Description
Feature Request: More Flexible Tool Trajectory Evaluation Options
Summary
The current TrajectoryEvaluator
in ADK requires exact matching of both tool names and all arguments, which is too strict for practical agent development and testing. This leads to evaluation scores of 0.0 even when the agent correctly calls the intended tools with slightly different argument values.
Current Behavior
The TrajectoryEvaluator._are_tool_calls_equal()

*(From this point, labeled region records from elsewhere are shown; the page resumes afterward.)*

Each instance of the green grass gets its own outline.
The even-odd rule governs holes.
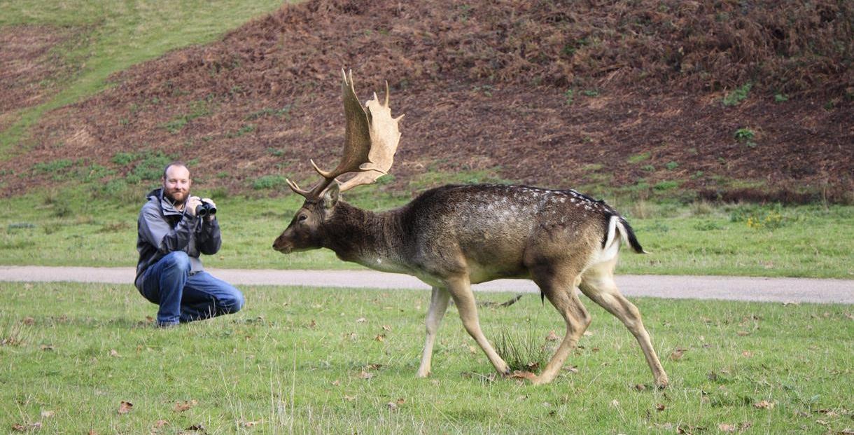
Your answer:
[[[594,322],[567,360],[572,369],[535,387],[495,378],[453,307],[432,376],[415,379],[425,291],[243,290],[248,304],[237,314],[158,330],[146,320],[155,306],[130,285],[0,285],[0,335],[15,338],[0,346],[0,427],[599,434],[721,433],[720,425],[840,433],[852,426],[850,306],[637,299],[671,380],[656,391],[635,339],[586,298]],[[547,346],[550,331],[563,332],[559,319],[529,295],[481,310],[491,339],[518,330]],[[670,357],[677,349],[681,357]],[[125,414],[122,401],[133,404]],[[757,408],[762,401],[773,408]]]
[[[204,0],[0,1],[0,26],[55,26],[78,29],[80,33],[73,49],[61,53],[67,63],[80,66],[80,70],[73,77],[59,78],[60,91],[50,101],[19,113],[18,121],[0,134],[0,153],[9,156],[13,150],[25,150],[20,142],[45,113],[105,89],[110,74],[172,50],[213,41],[282,3],[282,0],[222,0],[215,4]]]
[[[366,186],[344,199],[372,210],[408,196]],[[283,188],[284,189],[284,188]],[[107,184],[85,191],[61,190],[0,199],[0,264],[134,266],[136,220],[142,185]],[[260,194],[268,191],[262,191]],[[200,187],[195,193],[215,191]],[[288,226],[301,197],[213,195],[223,247],[204,257],[213,267],[360,268],[328,250],[284,256],[273,239]],[[609,200],[634,226],[651,253],[624,250],[619,273],[791,276],[852,279],[851,206],[779,207],[657,204]]]

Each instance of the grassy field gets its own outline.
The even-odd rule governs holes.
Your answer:
[[[496,379],[453,307],[433,375],[415,379],[425,291],[243,291],[248,305],[237,314],[158,330],[147,320],[156,307],[131,285],[0,284],[0,427],[101,434],[854,427],[850,306],[637,299],[672,383],[656,391],[629,332],[586,298],[594,323],[583,348],[553,384],[534,387]],[[554,346],[546,338],[563,330],[536,297],[482,309],[481,319],[494,342],[518,333],[517,343],[531,337],[534,348]],[[132,404],[126,413],[122,402]]]
[[[0,134],[2,154],[25,150],[15,145],[43,114],[104,89],[110,74],[171,50],[213,41],[282,3],[282,0],[0,0],[0,26],[77,29],[73,41],[56,49],[75,66],[76,73],[54,78],[50,85],[58,92],[50,101],[20,111],[17,121]]]
[[[380,187],[366,187],[345,199],[375,210],[408,200]],[[144,191],[108,197],[97,189],[63,190],[0,199],[0,264],[134,266],[136,220]],[[196,193],[217,198],[216,192]],[[360,267],[326,250],[290,256],[273,251],[273,239],[301,197],[270,198],[268,193],[217,198],[223,248],[205,258],[208,266]],[[609,202],[627,215],[652,252],[639,256],[626,250],[620,273],[854,278],[851,207]]]

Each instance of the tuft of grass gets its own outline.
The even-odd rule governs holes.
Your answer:
[[[566,91],[564,92],[564,97],[566,98],[566,105],[572,105],[575,102],[575,95],[576,91],[572,89],[567,89]]]
[[[495,352],[510,366],[511,371],[538,373],[554,353],[554,346],[547,346],[546,336],[538,335],[530,324],[527,326],[520,328],[514,325],[500,329],[495,334]]]
[[[651,156],[652,156],[652,154],[649,151],[635,154],[629,156],[629,162],[632,164],[640,163],[645,160],[648,160]]]
[[[753,84],[747,82],[741,85],[741,87],[733,90],[733,91],[723,97],[723,105],[726,107],[732,107],[740,104],[743,101],[747,99],[747,96],[750,94],[750,90],[752,87]]]

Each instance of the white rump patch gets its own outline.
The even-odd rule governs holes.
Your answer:
[[[611,220],[608,220],[608,232],[605,238],[605,248],[599,253],[595,262],[610,262],[617,258],[617,254],[620,252],[620,242],[628,243],[629,241],[626,234],[626,229],[620,223],[620,218],[611,216]]]

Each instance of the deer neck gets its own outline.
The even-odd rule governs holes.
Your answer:
[[[345,262],[396,271],[401,258],[398,220],[394,212],[377,214],[339,202],[325,225],[324,247]]]

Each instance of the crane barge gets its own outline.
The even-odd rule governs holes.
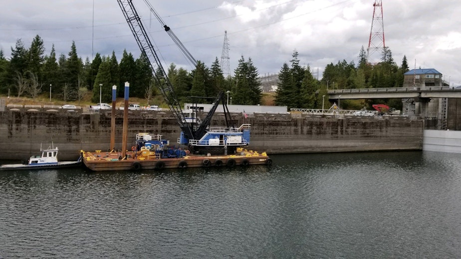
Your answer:
[[[250,125],[242,124],[238,127],[231,125],[224,92],[218,94],[203,120],[186,117],[132,1],[117,0],[117,2],[142,55],[149,61],[153,77],[160,92],[176,118],[181,130],[178,143],[185,147],[170,146],[169,141],[163,139],[160,135],[140,132],[136,134],[131,151],[123,147],[121,152],[113,148],[102,153],[101,150],[81,150],[85,165],[93,171],[107,171],[271,164],[272,160],[265,152],[260,153],[245,148],[249,143]],[[129,87],[125,86],[126,104],[128,102],[128,91]],[[223,106],[226,126],[212,127],[212,119],[221,104]],[[114,106],[112,109],[115,109]],[[127,109],[124,110],[126,113],[124,120],[126,120]],[[125,127],[123,131],[125,134]],[[125,142],[126,136],[124,135],[123,139]]]

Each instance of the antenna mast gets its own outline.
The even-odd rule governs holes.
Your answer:
[[[367,62],[370,62],[370,55],[377,51],[384,50],[384,23],[383,22],[383,4],[381,0],[375,0],[373,3],[373,17],[367,48]]]
[[[229,42],[228,41],[228,31],[224,31],[224,43],[223,44],[223,54],[221,54],[221,69],[225,77],[230,76],[230,58],[229,57]]]

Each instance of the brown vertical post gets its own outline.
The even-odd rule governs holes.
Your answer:
[[[112,86],[112,116],[110,124],[110,151],[115,152],[115,105],[117,97],[117,86]]]
[[[126,141],[128,134],[128,96],[130,93],[130,83],[125,82],[125,107],[123,108],[123,133],[122,138],[122,157],[126,158]]]

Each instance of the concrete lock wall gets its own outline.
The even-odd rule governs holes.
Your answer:
[[[427,130],[423,141],[425,151],[461,153],[461,131]]]
[[[136,134],[160,134],[176,144],[180,129],[169,112],[130,111],[127,146]],[[233,113],[234,125],[251,125],[248,149],[269,154],[378,150],[421,150],[424,123],[400,117],[384,119],[254,114],[245,118]],[[122,147],[122,111],[116,115],[116,149]],[[224,126],[217,114],[212,125]],[[40,144],[52,141],[61,160],[76,159],[81,150],[110,148],[111,112],[99,114],[9,111],[0,112],[0,159],[26,159],[38,154]]]

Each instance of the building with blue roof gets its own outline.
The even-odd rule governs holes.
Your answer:
[[[412,69],[404,74],[405,87],[444,85],[448,85],[442,79],[442,74],[434,68]]]

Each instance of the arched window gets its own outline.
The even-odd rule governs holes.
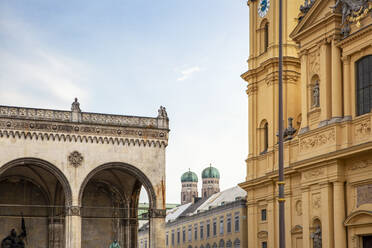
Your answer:
[[[262,20],[260,25],[260,52],[265,53],[269,47],[269,23],[267,19]]]
[[[234,248],[240,248],[240,240],[239,239],[235,239]]]
[[[320,106],[320,89],[318,75],[314,75],[312,77],[310,91],[311,108],[317,108]]]
[[[269,47],[269,23],[265,23],[264,27],[264,51],[267,52],[267,48]]]
[[[269,148],[269,124],[266,120],[261,121],[260,125],[260,148],[261,154],[266,153]]]
[[[369,113],[372,107],[372,55],[356,62],[357,115]]]

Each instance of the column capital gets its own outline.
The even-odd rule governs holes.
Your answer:
[[[66,216],[81,216],[81,207],[80,206],[67,206]]]
[[[344,62],[344,64],[350,64],[350,58],[351,58],[350,55],[345,55],[341,57],[341,60],[342,62]]]
[[[150,218],[165,218],[167,216],[165,209],[149,209]]]

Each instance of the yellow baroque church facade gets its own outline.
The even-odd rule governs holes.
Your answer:
[[[249,0],[249,248],[279,247],[278,0]],[[372,247],[372,1],[283,0],[285,243]]]

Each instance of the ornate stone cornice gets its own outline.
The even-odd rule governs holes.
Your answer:
[[[167,216],[165,209],[149,209],[150,218],[165,218]]]
[[[66,216],[80,216],[81,207],[79,206],[69,206],[66,207]]]
[[[14,130],[0,130],[0,138],[23,138],[30,140],[51,140],[56,142],[79,142],[79,143],[94,143],[94,144],[111,144],[111,145],[124,145],[124,146],[148,146],[164,148],[168,145],[167,141],[139,139],[139,138],[113,138],[104,136],[87,136],[75,134],[53,134],[29,131],[14,131]]]
[[[159,110],[160,111],[160,110]],[[162,109],[162,111],[165,111]],[[166,112],[165,112],[166,113]],[[74,114],[81,115],[74,118]],[[22,120],[38,120],[53,122],[78,122],[82,124],[109,125],[118,127],[168,129],[168,118],[165,114],[158,118],[110,115],[77,111],[61,111],[51,109],[36,109],[0,106],[0,118]]]
[[[167,145],[168,130],[0,117],[0,137],[160,147]]]

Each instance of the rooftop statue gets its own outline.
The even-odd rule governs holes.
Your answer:
[[[112,244],[110,245],[109,248],[121,248],[118,241],[117,240],[114,240],[114,242],[112,242]]]

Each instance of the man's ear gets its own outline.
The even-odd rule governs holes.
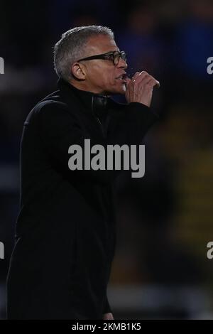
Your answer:
[[[72,75],[79,80],[84,80],[86,77],[86,72],[84,69],[84,66],[80,65],[79,63],[74,63],[72,68]]]

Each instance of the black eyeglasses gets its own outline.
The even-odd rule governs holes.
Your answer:
[[[111,60],[114,65],[118,65],[120,58],[123,60],[126,61],[126,55],[124,51],[112,51],[106,53],[102,53],[101,55],[91,55],[86,58],[80,59],[77,62],[82,60],[92,60],[92,59],[104,59],[104,60]]]

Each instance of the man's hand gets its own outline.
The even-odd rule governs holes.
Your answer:
[[[114,320],[112,313],[104,313],[103,316],[103,320]]]
[[[127,78],[126,99],[128,103],[139,102],[150,107],[155,86],[160,87],[159,81],[147,73],[136,72],[132,79]]]

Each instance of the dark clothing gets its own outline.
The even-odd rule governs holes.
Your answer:
[[[68,148],[139,144],[158,119],[139,103],[98,96],[62,80],[28,114],[21,147],[21,210],[8,276],[8,318],[101,319],[115,247],[117,171],[70,171]],[[97,108],[97,110],[96,110]],[[102,111],[102,108],[100,108]],[[104,113],[105,110],[105,113]],[[104,118],[105,117],[105,118]]]

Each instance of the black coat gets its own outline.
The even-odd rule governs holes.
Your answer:
[[[96,95],[62,80],[58,86],[24,123],[9,318],[99,319],[110,311],[106,288],[115,247],[113,181],[118,171],[70,171],[68,148],[82,146],[86,138],[91,146],[139,144],[158,119],[141,104],[110,99],[99,108],[105,115],[102,126]]]

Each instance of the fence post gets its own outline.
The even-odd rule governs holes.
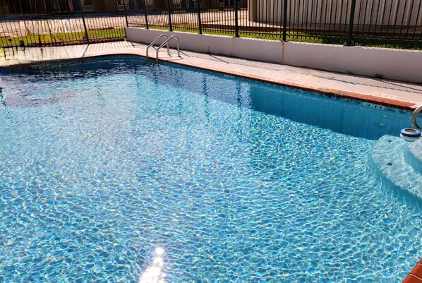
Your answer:
[[[237,15],[237,0],[234,0],[234,36],[239,37],[239,16]]]
[[[128,12],[126,11],[126,0],[123,0],[123,8],[124,10],[124,17],[126,20],[126,28],[129,28],[129,23],[128,23]]]
[[[287,33],[287,0],[284,0],[283,5],[283,41],[286,41]]]
[[[197,1],[198,1],[198,25],[199,28],[199,34],[202,35],[203,34],[203,26],[200,23],[200,0],[197,0]]]
[[[82,3],[79,0],[79,6],[80,7],[80,15],[82,16],[82,22],[83,23],[83,28],[85,29],[85,36],[87,38],[87,44],[90,44],[90,38],[88,37],[88,30],[87,30],[87,25],[85,22],[85,16],[83,14],[83,8],[82,8]]]
[[[147,25],[147,30],[149,30],[150,27],[148,26],[148,16],[147,16],[147,3],[145,2],[145,0],[143,0],[143,10],[144,13],[145,13],[145,24]]]
[[[169,6],[169,28],[170,31],[173,31],[173,26],[171,25],[171,9],[170,8],[170,0],[167,0],[167,6]]]
[[[354,22],[354,12],[356,6],[356,0],[351,0],[351,7],[350,9],[350,20],[349,23],[349,36],[347,37],[347,46],[352,46],[351,35],[353,33],[353,24]]]

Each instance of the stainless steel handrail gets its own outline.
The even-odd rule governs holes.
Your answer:
[[[152,42],[151,42],[150,44],[150,45],[148,45],[148,47],[147,47],[147,62],[148,61],[148,49],[150,49],[150,47],[152,47],[152,48],[154,48],[155,50],[157,50],[157,48],[155,48],[155,47],[154,47],[153,45],[155,44],[155,42],[157,42],[161,37],[166,37],[166,40],[164,42],[167,42],[167,54],[169,55],[170,55],[170,48],[169,47],[169,37],[167,36],[166,35],[160,35],[158,37],[157,37],[155,40],[154,40],[154,41]],[[170,38],[171,38],[172,37],[171,37]],[[164,44],[161,44],[159,46],[159,48],[161,48],[164,46]],[[157,51],[158,52],[158,51]]]
[[[417,128],[418,130],[422,130],[422,126],[419,126],[419,125],[418,125],[418,122],[416,121],[416,118],[418,118],[418,114],[419,113],[422,113],[422,104],[416,107],[416,109],[412,113],[411,124],[414,128]]]
[[[177,56],[180,57],[180,44],[179,44],[179,38],[175,35],[171,35],[170,37],[167,38],[165,42],[162,43],[162,44],[160,46],[159,46],[158,48],[155,49],[155,50],[157,50],[157,54],[155,54],[155,59],[157,61],[157,64],[158,64],[158,50],[159,50],[159,49],[161,47],[162,47],[166,44],[167,44],[167,53],[169,54],[169,55],[170,55],[170,52],[169,52],[169,42],[170,40],[171,40],[173,38],[176,38],[177,40]]]

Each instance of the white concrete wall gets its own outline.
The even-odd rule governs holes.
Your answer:
[[[422,83],[422,51],[282,42],[127,28],[127,40],[150,43],[176,35],[181,49],[370,77]],[[175,44],[171,44],[173,47]]]

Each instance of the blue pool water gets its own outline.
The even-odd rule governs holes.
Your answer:
[[[130,56],[0,80],[0,282],[399,282],[422,255],[421,201],[370,162],[409,113]]]

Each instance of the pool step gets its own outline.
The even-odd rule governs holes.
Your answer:
[[[383,178],[422,199],[422,139],[409,143],[391,136],[381,137],[372,160]]]
[[[422,258],[409,273],[402,283],[422,283]]]

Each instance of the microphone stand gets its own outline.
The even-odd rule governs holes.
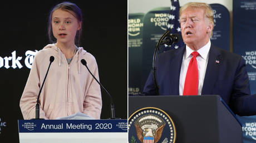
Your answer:
[[[158,52],[159,50],[159,44],[163,41],[164,38],[170,33],[169,30],[167,30],[164,33],[164,34],[161,37],[160,40],[158,41],[156,44],[156,48],[155,52],[154,52],[153,55],[153,63],[152,63],[152,73],[153,73],[153,79],[155,83],[155,88],[156,88],[156,95],[159,95],[159,85],[157,84],[156,81],[156,56],[158,54]]]
[[[45,84],[45,79],[46,79],[46,76],[47,76],[48,72],[49,72],[50,67],[52,64],[52,62],[54,60],[54,57],[51,56],[50,58],[50,64],[48,67],[47,72],[46,72],[46,74],[45,75],[45,79],[43,79],[43,83],[42,84],[42,86],[40,88],[40,90],[39,91],[38,95],[37,96],[37,104],[36,105],[36,118],[31,119],[31,120],[45,120],[43,118],[40,118],[40,105],[39,105],[39,96],[40,96],[40,93],[42,91],[42,89],[43,89],[43,84]]]
[[[97,81],[97,83],[98,83],[98,84],[100,84],[100,86],[104,89],[104,90],[106,91],[106,93],[107,94],[107,95],[109,95],[109,96],[110,97],[110,99],[111,99],[111,103],[110,104],[111,118],[109,118],[109,119],[121,119],[121,118],[115,118],[115,105],[114,104],[113,99],[112,99],[112,97],[110,95],[110,94],[109,94],[109,93],[107,91],[107,90],[98,81],[98,80],[97,80],[97,79],[95,78],[95,76],[94,76],[93,74],[91,72],[91,71],[90,70],[89,68],[88,68],[88,67],[87,65],[86,61],[85,59],[83,59],[81,60],[81,62],[82,63],[82,64],[83,65],[85,66],[85,67],[86,67],[86,68],[87,69],[88,71],[91,74],[91,75],[92,76],[92,77],[94,78],[94,79],[95,79],[95,80]]]

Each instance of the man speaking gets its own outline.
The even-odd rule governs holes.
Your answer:
[[[183,6],[180,22],[186,45],[159,55],[159,95],[219,95],[235,114],[256,115],[256,96],[250,95],[244,59],[211,44],[214,24],[210,6],[196,2]],[[152,73],[144,93],[157,94]]]

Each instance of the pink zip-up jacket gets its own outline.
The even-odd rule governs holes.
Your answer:
[[[53,120],[81,112],[100,119],[102,108],[100,86],[81,63],[84,59],[99,80],[95,58],[79,47],[68,64],[65,55],[55,44],[46,45],[35,57],[19,104],[24,119],[36,117],[37,96],[52,55],[55,60],[40,94],[40,118]]]

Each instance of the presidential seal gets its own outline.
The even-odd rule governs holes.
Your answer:
[[[130,143],[174,143],[175,126],[164,111],[152,107],[142,108],[129,119],[129,142]]]

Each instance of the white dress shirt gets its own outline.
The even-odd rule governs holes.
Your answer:
[[[209,40],[206,45],[200,48],[197,52],[199,55],[196,57],[199,71],[199,85],[198,95],[201,95],[202,92],[203,84],[204,84],[204,75],[206,70],[207,63],[208,63],[209,51],[211,46],[211,42]],[[184,89],[185,79],[186,79],[186,72],[189,67],[189,62],[193,57],[191,54],[194,52],[186,45],[186,50],[184,52],[182,60],[181,68],[180,74],[179,93],[180,95],[183,95]]]

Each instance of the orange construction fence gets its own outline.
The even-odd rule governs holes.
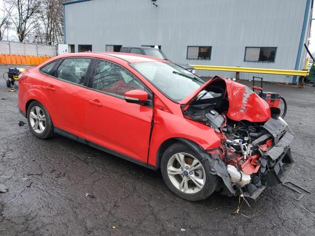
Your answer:
[[[39,65],[53,57],[45,56],[0,54],[0,64],[12,65]]]

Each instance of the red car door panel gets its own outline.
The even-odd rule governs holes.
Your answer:
[[[93,90],[86,97],[86,139],[146,162],[152,109]]]
[[[125,68],[98,60],[93,87],[85,94],[86,139],[147,162],[153,109],[124,97],[143,84]]]
[[[58,67],[56,78],[47,76],[42,83],[45,105],[53,114],[54,125],[84,138],[84,93],[83,86],[91,59],[65,59]]]

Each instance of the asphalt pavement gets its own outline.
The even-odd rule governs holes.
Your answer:
[[[36,139],[19,126],[27,120],[17,92],[0,78],[0,184],[8,188],[0,193],[0,235],[315,235],[315,87],[264,87],[288,102],[296,163],[287,180],[311,193],[301,190],[298,201],[299,194],[279,185],[233,214],[235,197],[188,202],[158,172],[60,136]]]

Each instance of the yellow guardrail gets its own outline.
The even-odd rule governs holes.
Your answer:
[[[220,71],[233,71],[235,72],[255,73],[272,75],[297,75],[307,76],[306,70],[280,70],[276,69],[263,69],[262,68],[236,67],[233,66],[218,66],[216,65],[189,65],[196,70],[219,70]]]

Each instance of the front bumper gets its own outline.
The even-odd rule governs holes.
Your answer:
[[[266,152],[261,152],[261,166],[259,174],[261,186],[251,193],[244,193],[244,196],[253,199],[266,187],[284,183],[294,163],[290,149],[294,136],[285,122],[271,118],[265,123],[264,128],[273,137],[275,146]]]
[[[258,172],[251,176],[252,180],[247,185],[240,188],[233,184],[224,162],[212,153],[213,159],[210,173],[217,175],[223,180],[225,185],[222,193],[227,196],[236,196],[242,193],[246,197],[256,199],[266,187],[271,187],[284,182],[291,171],[294,161],[292,158],[290,144],[294,135],[285,122],[282,119],[270,118],[263,127],[268,131],[252,143],[253,148],[259,150],[261,157],[259,159],[260,167]],[[266,140],[273,138],[274,146],[268,151],[263,152],[258,148]],[[253,178],[259,177],[254,182]]]

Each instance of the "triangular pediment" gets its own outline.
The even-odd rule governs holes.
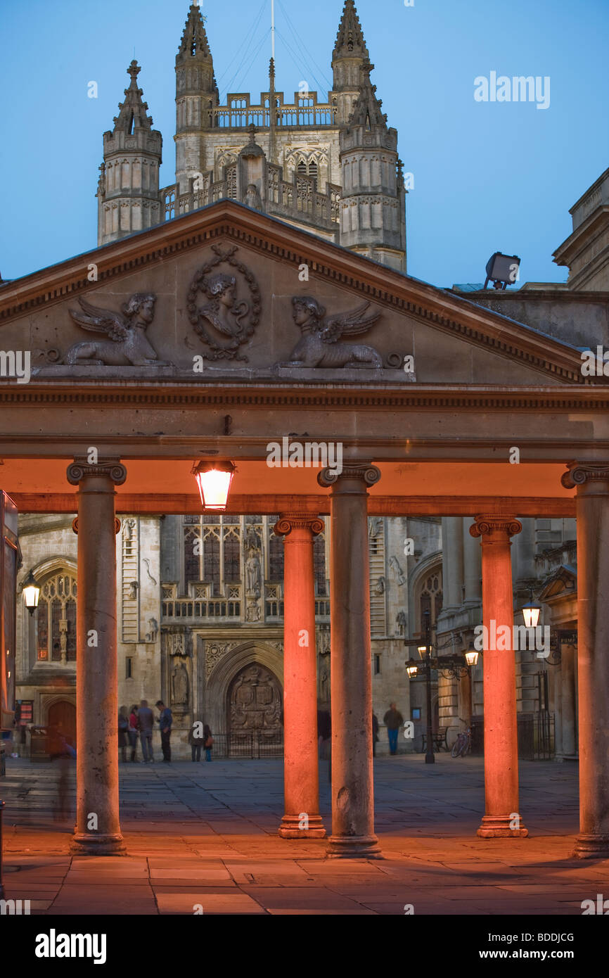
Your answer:
[[[0,330],[45,381],[606,382],[575,347],[230,200],[3,285]]]

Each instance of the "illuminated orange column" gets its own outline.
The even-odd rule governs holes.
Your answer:
[[[575,463],[577,486],[580,834],[574,856],[609,856],[609,463]]]
[[[330,710],[332,834],[327,855],[380,859],[374,835],[372,670],[368,487],[374,466],[347,464],[318,476],[330,498]]]
[[[472,537],[482,545],[482,610],[488,645],[501,626],[514,624],[510,537],[520,533],[517,519],[476,516]],[[502,643],[501,643],[502,645]],[[507,649],[485,648],[484,790],[486,812],[478,829],[482,838],[524,836],[528,829],[518,802],[518,732],[516,727],[516,662],[512,642]]]
[[[317,649],[313,538],[321,519],[282,515],[283,540],[283,800],[284,839],[326,835],[320,811],[317,735]]]
[[[122,852],[118,819],[116,689],[116,517],[114,485],[124,466],[75,462],[78,486],[76,607],[76,827],[72,850]]]

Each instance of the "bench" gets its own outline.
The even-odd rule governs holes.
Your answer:
[[[433,749],[434,749],[434,751],[440,751],[440,750],[447,750],[448,751],[449,745],[448,745],[447,739],[446,739],[448,732],[449,732],[449,728],[448,727],[439,727],[438,730],[435,732],[435,734],[433,735]],[[422,743],[422,746],[421,746],[421,749],[420,749],[420,753],[424,754],[424,752],[427,749],[427,734],[423,734],[422,737],[423,737],[423,743]]]

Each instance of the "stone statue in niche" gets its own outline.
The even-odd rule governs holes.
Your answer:
[[[130,581],[129,582],[129,600],[134,600],[134,601],[137,600],[138,588],[139,587],[140,587],[140,585],[139,585],[138,581]]]
[[[156,636],[158,635],[158,622],[156,618],[148,619],[148,632],[146,633],[147,642],[156,642]]]
[[[368,526],[368,535],[370,540],[377,537],[379,533],[382,532],[383,528],[383,517],[382,516],[370,516]]]
[[[74,323],[107,339],[89,339],[70,346],[65,363],[73,367],[172,367],[159,360],[146,331],[154,319],[156,296],[137,292],[122,304],[120,312],[99,309],[79,298],[80,309],[70,309]]]
[[[260,598],[262,591],[262,572],[260,569],[260,557],[253,547],[249,549],[249,555],[245,561],[245,594],[248,597]]]
[[[262,210],[262,199],[255,184],[248,184],[243,196],[243,203],[252,210]]]
[[[189,674],[183,662],[178,662],[171,674],[171,702],[176,706],[188,706]]]
[[[398,586],[401,588],[403,584],[406,584],[406,577],[404,576],[404,571],[400,566],[400,561],[397,556],[389,557],[389,566],[393,571],[395,571],[395,575],[398,578]]]
[[[382,367],[380,354],[371,346],[361,343],[341,343],[341,336],[355,336],[368,330],[380,318],[380,313],[367,316],[370,302],[352,312],[326,316],[323,305],[310,295],[295,295],[292,317],[302,336],[294,346],[289,361],[279,367],[326,368]]]

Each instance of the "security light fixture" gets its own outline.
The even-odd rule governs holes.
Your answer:
[[[469,643],[469,647],[467,648],[467,651],[465,652],[465,662],[467,663],[467,665],[468,666],[475,666],[475,665],[477,665],[478,664],[478,655],[480,653],[478,652],[478,650],[476,648],[474,648],[474,642],[473,642],[473,639],[472,639],[470,641],[470,643]]]
[[[501,254],[496,251],[487,262],[487,278],[484,283],[486,289],[489,282],[493,283],[494,289],[505,290],[508,286],[513,286],[518,278],[520,268],[520,258],[515,254]]]
[[[38,599],[40,598],[40,585],[38,584],[33,572],[30,570],[29,574],[23,581],[23,600],[25,601],[25,607],[30,614],[34,613],[34,610],[38,607]]]
[[[199,462],[193,468],[203,510],[226,512],[231,483],[237,471],[232,462]]]
[[[540,622],[541,613],[542,608],[533,600],[533,588],[531,588],[531,600],[529,603],[524,604],[522,608],[522,617],[524,618],[525,627],[537,628]]]

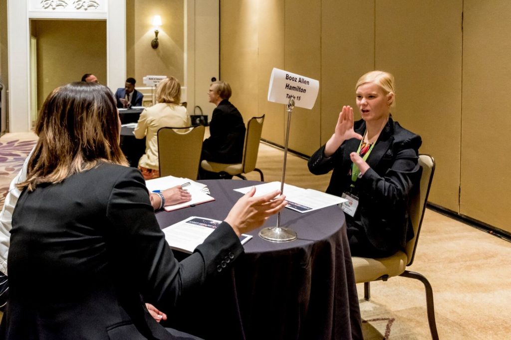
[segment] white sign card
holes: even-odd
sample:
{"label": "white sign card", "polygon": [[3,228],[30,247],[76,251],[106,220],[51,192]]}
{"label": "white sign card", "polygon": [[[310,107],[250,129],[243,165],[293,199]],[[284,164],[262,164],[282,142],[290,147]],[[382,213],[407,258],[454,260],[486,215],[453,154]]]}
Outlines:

method uses strict comparison:
def _are_tool_calls_equal(self, actual_tool_calls, expected_tool_calls):
# ...
for actual, expected in zip(actual_tool_calls, expected_tool_calls):
if actual.name != expected.name or actual.args != expected.args:
return False # Returns 0.0 score for ANY difference
return True
This means that even minor differences in arguments result in complete evaluation failure.
Problem Examples
Example 1: Slight Argument Variations
// Expected
{
"tool_name": "dynamic_send_agent_plan",
"tool_input": {
"selected_agent_type": "llm_agent",
"plan_summary": "Generate response to user greeting",
"plan_steps": [{"step_type": "text_generation", "order": 1}]
}
}
// Actual (from LLM)
{
"name": "dynamic_send_agent_plan",
"args": {
"selected_agent_type": "llm_agent",
"plan_summary": "Generate a response to user greeting", // Slight wording difference
"plan_steps": [{"step_type": "text_generation", "order": 1}]
}
}
Result: 0.0 score despite correct tool usage and agent type
Example 2: Additional Fields from LLM
// Expected
{
"tool_name": "dynamic_send_agent_plan",
"tool_input": {
"selected_agent_type": "gpt_image_agent"
}
}
// Actual (from LLM)
{
"name": "dynamic_send_agent_plan",
"args": {
"selected_agent_type": "gpt_image_agent",
"plan_summary": "Generate image as requested", // Extra field added by LLM
"execution_context": {"timestamp": "2024-01-01T00:00:00Z"} // Extra field
}
}
Result: 0.0 score despite correct tool and agent type
Proposed Solutions
Option 1: Partial Argument Matching
Add support for evaluating only specified arguments, ignoring unspecified ones:
class TrajectoryEvaluator:
def __init__(self, threshold: float, partial_matching: bool = False):
self._threshold = threshold
self._partial_matching = partial_matching
def _are_tool_calls_equal(self, actual_tool_calls, expected_tool_calls):
# When partial_matching=True, only check specified arguments
if self._partial_matching:
return self._partial_args_match(actual_tool_calls, expected_tool_calls)
# ... existing exact matching logic
Option 2: Evaluation Modes
Introduce different evaluation modes:
from enum import Enum
class ToolEvaluationMode(Enum):
EXACT = "exact" # Current behavior
TOOL_NAME_ONLY = "tool_name_only" # Only check tool names
PARTIAL_ARGS = "partial_args" # Check specified args only
FUZZY_MATCHING = "fuzzy_matching" # Allow minor string differences
class TrajectoryEvaluator:
def __init__(self, threshold: float, evaluation_mode: ToolEvaluationMode = ToolEvaluationMode.EXACT):
# ...
Option 3: Configurable Argument Filters
Allow users to specify which arguments are critical:
# Test configuration
test_config = {
"tool_name": "dynamic_send_agent_plan",
"required_args": ["selected_agent_type"], # Only these args matter
"optional_args": ["plan_summary", "plan_steps"] # These can vary
}
Real-World Use Cases
- Agent Type Validation: Often we only care that the correct agent type was selected, not the exact wording of the plan summary
- Step Type Verification: We want to verify the correct sequence of step types without worrying about specific descriptions
- Tool Usage Patterns: Testing that tools are called in the right order with the right general parameters
- LLM Output Variations: Different LLM runs may produce slightly different but functionally equivalent arguments
Benefits
- More Practical Testing: Allows focusing on important aspects of tool usage
- Reduced Test Brittleness: Tests won't break due to minor LLM output variations
- Better Developer Experience: More realistic evaluation scores that reflect actual agent performance
- Flexible Test Design: Different evaluation criteria for different testing scenarios
Backward Compatibility
This can be implemented as an opt-in feature, maintaining exact matching as the default behavior to ensure no breaking changes.
Example Implementation
Here's a potential API design:
# Current usage (unchanged)
evaluator = TrajectoryEvaluator(threshold=0.8)
# New flexible options
evaluator = TrajectoryEvaluator(
threshold=0.8,
evaluation_mode=ToolEvaluationMode.PARTIAL_ARGS
)
# Or with argument specification
evaluator = TrajectoryEvaluator(
threshold=0.8,
required_args_only=True,
fuzzy_string_matching=True
)
This enhancement would make tool trajectory evaluation much more practical for real-world agent development and testing scenarios.